In FIG. 1, a virtual machine #1 110 and a virtual machine #2 120 are virtual machines generated by means of a hypervisor 180 operating on a real machine 100. On the basis of the administration of an OS (operating system) 111 on virtual machine #1 110, a plurality of processes 112, 115 run in independent virtual address spaces. Virtual machine #2 120 is like virtual machine #1 110.

OS 111 prepares address translation tables 113, 116 with respect to the respective processes and administers virtual address spaces and physical address spaces of virtual machines for each process. It sets respective RIDs 114, 117 with respect to the address spaces.

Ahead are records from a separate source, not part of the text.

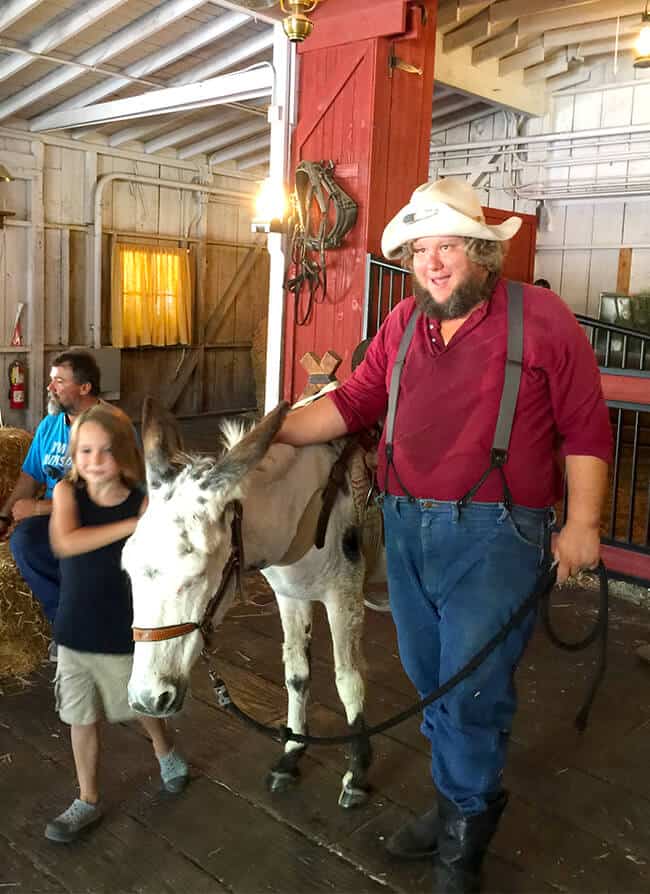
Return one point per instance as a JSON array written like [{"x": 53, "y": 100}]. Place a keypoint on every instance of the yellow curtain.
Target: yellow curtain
[{"x": 151, "y": 296}]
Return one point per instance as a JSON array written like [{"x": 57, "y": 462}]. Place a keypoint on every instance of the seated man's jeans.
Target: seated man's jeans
[
  {"x": 30, "y": 545},
  {"x": 455, "y": 577}
]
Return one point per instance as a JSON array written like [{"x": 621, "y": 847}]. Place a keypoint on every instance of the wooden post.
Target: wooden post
[{"x": 624, "y": 269}]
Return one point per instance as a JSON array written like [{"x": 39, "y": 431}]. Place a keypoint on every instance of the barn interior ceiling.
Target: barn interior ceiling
[{"x": 115, "y": 72}]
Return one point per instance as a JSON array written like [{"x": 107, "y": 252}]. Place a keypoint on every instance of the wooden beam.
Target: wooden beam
[
  {"x": 557, "y": 64},
  {"x": 503, "y": 43},
  {"x": 591, "y": 31},
  {"x": 539, "y": 23},
  {"x": 14, "y": 10},
  {"x": 473, "y": 31},
  {"x": 532, "y": 55},
  {"x": 456, "y": 70},
  {"x": 624, "y": 269},
  {"x": 503, "y": 10},
  {"x": 171, "y": 393},
  {"x": 221, "y": 311}
]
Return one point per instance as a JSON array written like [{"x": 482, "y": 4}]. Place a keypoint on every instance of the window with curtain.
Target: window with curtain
[{"x": 151, "y": 301}]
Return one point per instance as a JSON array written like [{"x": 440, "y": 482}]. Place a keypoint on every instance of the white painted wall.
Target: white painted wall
[{"x": 578, "y": 254}]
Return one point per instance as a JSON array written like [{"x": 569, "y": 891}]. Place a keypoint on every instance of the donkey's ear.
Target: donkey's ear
[
  {"x": 161, "y": 440},
  {"x": 249, "y": 452}
]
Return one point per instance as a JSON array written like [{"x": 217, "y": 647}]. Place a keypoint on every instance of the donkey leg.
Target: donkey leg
[
  {"x": 345, "y": 616},
  {"x": 296, "y": 625}
]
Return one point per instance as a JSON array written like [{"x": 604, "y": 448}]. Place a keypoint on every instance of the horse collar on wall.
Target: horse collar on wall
[{"x": 317, "y": 196}]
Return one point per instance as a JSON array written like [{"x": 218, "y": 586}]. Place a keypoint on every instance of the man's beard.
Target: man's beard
[{"x": 464, "y": 298}]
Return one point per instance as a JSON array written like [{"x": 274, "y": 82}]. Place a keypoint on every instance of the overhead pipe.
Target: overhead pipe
[{"x": 102, "y": 182}]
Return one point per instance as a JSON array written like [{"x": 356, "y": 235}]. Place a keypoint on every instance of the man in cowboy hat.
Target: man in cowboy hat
[{"x": 467, "y": 539}]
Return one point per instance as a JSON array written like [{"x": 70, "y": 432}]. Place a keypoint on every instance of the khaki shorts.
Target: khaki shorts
[{"x": 90, "y": 686}]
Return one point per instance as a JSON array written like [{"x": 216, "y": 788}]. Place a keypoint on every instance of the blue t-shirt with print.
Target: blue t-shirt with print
[{"x": 47, "y": 460}]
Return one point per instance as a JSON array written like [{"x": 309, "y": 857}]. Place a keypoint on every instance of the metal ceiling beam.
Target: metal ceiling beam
[
  {"x": 223, "y": 137},
  {"x": 262, "y": 158},
  {"x": 226, "y": 88},
  {"x": 239, "y": 150},
  {"x": 449, "y": 104},
  {"x": 191, "y": 130},
  {"x": 225, "y": 60},
  {"x": 270, "y": 16},
  {"x": 165, "y": 56},
  {"x": 60, "y": 30},
  {"x": 479, "y": 110},
  {"x": 14, "y": 10},
  {"x": 134, "y": 32}
]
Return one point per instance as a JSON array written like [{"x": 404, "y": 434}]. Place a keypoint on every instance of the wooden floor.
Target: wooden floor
[{"x": 578, "y": 818}]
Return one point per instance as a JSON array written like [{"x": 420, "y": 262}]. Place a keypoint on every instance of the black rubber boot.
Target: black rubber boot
[
  {"x": 462, "y": 843},
  {"x": 417, "y": 839}
]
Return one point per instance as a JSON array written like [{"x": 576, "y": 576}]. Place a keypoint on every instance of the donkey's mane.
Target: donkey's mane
[{"x": 233, "y": 430}]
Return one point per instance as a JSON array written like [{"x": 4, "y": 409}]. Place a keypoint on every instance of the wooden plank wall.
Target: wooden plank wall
[
  {"x": 579, "y": 254},
  {"x": 217, "y": 235}
]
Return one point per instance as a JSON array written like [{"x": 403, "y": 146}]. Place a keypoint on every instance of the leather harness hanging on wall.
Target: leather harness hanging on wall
[{"x": 314, "y": 232}]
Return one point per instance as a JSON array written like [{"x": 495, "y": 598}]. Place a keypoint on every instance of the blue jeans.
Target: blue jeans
[
  {"x": 30, "y": 545},
  {"x": 454, "y": 578}
]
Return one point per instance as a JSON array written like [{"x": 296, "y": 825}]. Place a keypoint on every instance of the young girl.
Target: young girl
[{"x": 94, "y": 511}]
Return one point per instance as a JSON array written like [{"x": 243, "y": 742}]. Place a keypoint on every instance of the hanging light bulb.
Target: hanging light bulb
[
  {"x": 297, "y": 26},
  {"x": 271, "y": 207},
  {"x": 642, "y": 46}
]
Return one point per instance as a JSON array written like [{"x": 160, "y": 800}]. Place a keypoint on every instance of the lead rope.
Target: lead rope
[{"x": 541, "y": 592}]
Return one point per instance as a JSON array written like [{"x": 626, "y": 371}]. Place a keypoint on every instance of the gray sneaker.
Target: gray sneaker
[
  {"x": 174, "y": 772},
  {"x": 68, "y": 825}
]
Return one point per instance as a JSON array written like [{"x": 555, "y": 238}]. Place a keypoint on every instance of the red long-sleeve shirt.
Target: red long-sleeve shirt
[{"x": 449, "y": 401}]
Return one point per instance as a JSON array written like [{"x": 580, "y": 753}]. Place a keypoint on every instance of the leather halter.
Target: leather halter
[{"x": 233, "y": 566}]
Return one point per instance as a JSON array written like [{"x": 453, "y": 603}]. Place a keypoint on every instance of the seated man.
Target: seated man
[{"x": 74, "y": 386}]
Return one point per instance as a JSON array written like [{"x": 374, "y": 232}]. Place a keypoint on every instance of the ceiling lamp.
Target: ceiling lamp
[
  {"x": 642, "y": 46},
  {"x": 297, "y": 26}
]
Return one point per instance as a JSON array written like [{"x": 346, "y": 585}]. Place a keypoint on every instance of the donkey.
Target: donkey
[{"x": 176, "y": 560}]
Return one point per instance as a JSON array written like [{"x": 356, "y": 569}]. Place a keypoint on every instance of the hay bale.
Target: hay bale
[
  {"x": 14, "y": 444},
  {"x": 24, "y": 632}
]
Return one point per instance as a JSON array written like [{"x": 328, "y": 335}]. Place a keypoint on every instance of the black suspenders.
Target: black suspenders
[{"x": 499, "y": 451}]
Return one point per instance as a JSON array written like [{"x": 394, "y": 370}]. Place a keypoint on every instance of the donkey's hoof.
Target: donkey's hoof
[
  {"x": 282, "y": 780},
  {"x": 353, "y": 796}
]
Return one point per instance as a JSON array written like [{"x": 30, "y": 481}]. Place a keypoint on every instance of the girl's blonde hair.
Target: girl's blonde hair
[{"x": 117, "y": 426}]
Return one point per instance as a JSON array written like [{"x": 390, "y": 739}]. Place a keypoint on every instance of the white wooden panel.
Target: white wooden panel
[
  {"x": 636, "y": 223},
  {"x": 578, "y": 225},
  {"x": 575, "y": 279},
  {"x": 641, "y": 104},
  {"x": 553, "y": 233},
  {"x": 608, "y": 224},
  {"x": 602, "y": 277},
  {"x": 548, "y": 265},
  {"x": 53, "y": 291},
  {"x": 640, "y": 271},
  {"x": 72, "y": 186},
  {"x": 15, "y": 280},
  {"x": 617, "y": 107}
]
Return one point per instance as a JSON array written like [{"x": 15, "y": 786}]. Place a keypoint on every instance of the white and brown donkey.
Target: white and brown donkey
[{"x": 177, "y": 555}]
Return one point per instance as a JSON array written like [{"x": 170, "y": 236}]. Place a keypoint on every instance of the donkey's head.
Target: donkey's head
[{"x": 177, "y": 555}]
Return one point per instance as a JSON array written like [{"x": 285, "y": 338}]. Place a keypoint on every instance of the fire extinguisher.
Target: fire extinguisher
[{"x": 17, "y": 386}]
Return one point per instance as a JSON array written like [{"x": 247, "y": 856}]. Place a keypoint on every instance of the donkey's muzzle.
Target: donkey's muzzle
[{"x": 168, "y": 699}]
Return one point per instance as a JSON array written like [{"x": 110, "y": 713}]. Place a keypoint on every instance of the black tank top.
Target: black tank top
[{"x": 95, "y": 613}]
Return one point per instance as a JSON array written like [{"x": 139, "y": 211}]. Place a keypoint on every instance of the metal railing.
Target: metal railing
[
  {"x": 617, "y": 347},
  {"x": 626, "y": 519}
]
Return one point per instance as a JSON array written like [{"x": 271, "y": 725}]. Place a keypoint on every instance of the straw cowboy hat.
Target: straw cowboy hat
[{"x": 443, "y": 208}]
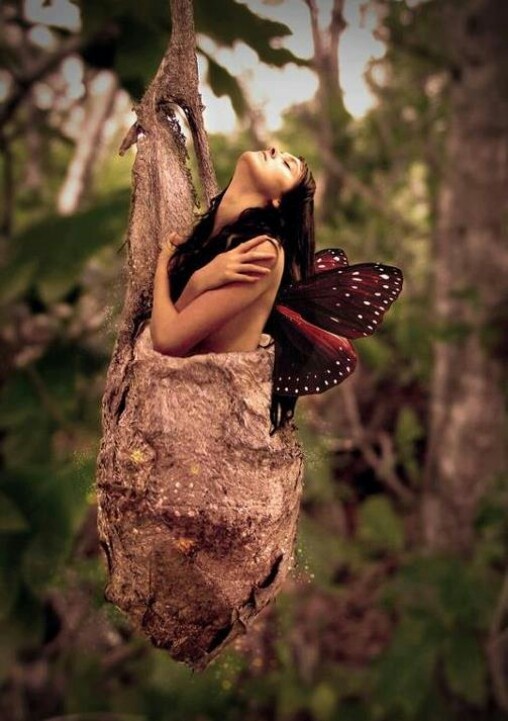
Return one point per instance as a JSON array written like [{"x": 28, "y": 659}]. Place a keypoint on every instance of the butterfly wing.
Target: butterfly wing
[
  {"x": 308, "y": 359},
  {"x": 347, "y": 300},
  {"x": 329, "y": 259},
  {"x": 312, "y": 321}
]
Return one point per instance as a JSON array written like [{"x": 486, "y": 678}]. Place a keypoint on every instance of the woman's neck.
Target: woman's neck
[{"x": 232, "y": 206}]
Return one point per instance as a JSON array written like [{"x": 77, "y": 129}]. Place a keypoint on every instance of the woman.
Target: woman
[
  {"x": 198, "y": 516},
  {"x": 220, "y": 302}
]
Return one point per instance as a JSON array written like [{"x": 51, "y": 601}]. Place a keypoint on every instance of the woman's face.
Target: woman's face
[{"x": 267, "y": 172}]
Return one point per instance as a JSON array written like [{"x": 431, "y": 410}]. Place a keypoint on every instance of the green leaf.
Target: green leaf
[
  {"x": 51, "y": 253},
  {"x": 323, "y": 702},
  {"x": 227, "y": 21},
  {"x": 379, "y": 526},
  {"x": 404, "y": 672},
  {"x": 465, "y": 667},
  {"x": 11, "y": 518},
  {"x": 223, "y": 83}
]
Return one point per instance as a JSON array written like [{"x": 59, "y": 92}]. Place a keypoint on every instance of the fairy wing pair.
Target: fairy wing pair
[{"x": 313, "y": 321}]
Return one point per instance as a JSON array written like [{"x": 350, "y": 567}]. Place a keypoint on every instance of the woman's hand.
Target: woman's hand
[{"x": 234, "y": 265}]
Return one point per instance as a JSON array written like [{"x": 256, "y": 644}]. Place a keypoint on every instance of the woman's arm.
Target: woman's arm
[
  {"x": 175, "y": 333},
  {"x": 193, "y": 288}
]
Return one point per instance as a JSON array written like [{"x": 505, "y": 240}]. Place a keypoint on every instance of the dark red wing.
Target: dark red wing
[
  {"x": 308, "y": 359},
  {"x": 329, "y": 259},
  {"x": 348, "y": 300}
]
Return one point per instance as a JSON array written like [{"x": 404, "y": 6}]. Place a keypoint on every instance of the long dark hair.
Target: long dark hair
[{"x": 292, "y": 223}]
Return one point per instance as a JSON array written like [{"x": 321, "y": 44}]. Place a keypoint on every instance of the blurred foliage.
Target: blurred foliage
[{"x": 434, "y": 665}]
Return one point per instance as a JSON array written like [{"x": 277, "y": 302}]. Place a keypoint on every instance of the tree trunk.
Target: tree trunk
[
  {"x": 102, "y": 89},
  {"x": 467, "y": 446},
  {"x": 331, "y": 112},
  {"x": 197, "y": 503}
]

Hypervisor 180 possesses virtual machine administrative information 181 and administers, for each virtual machine, VMIDs and memory locations in the real machine of the virtual machine physical address spaces.

The values set in TLB 101 present in real machine 100 are shadowed by means of the hypervisor so as to become address translation couples from virtual machines virtual addresses to real machine physical addresses. By means of TLB shadowing, a virtual address of a virtual machine is immediately translated to a physical address of the real machine, in case there is an address translation couple inside the TLB.

As for the value set in RID register 102, the hypervisor modifies it so as to add a VMID to a portion of the RIDs in order that the virtual address spaces of all the virtual machines become unique inside the TLB. This is called RID shadowing.

Two virtual machines have identical virtual address spaces with the RID being 00001, but this is shadowed by means of the hypervisor so as to add a VMID at the beginning of the RIDs and the RIDs are respectively distinguished as 10001 and 20001 within the TLBs. These translated RID values are called shadow RID values 103.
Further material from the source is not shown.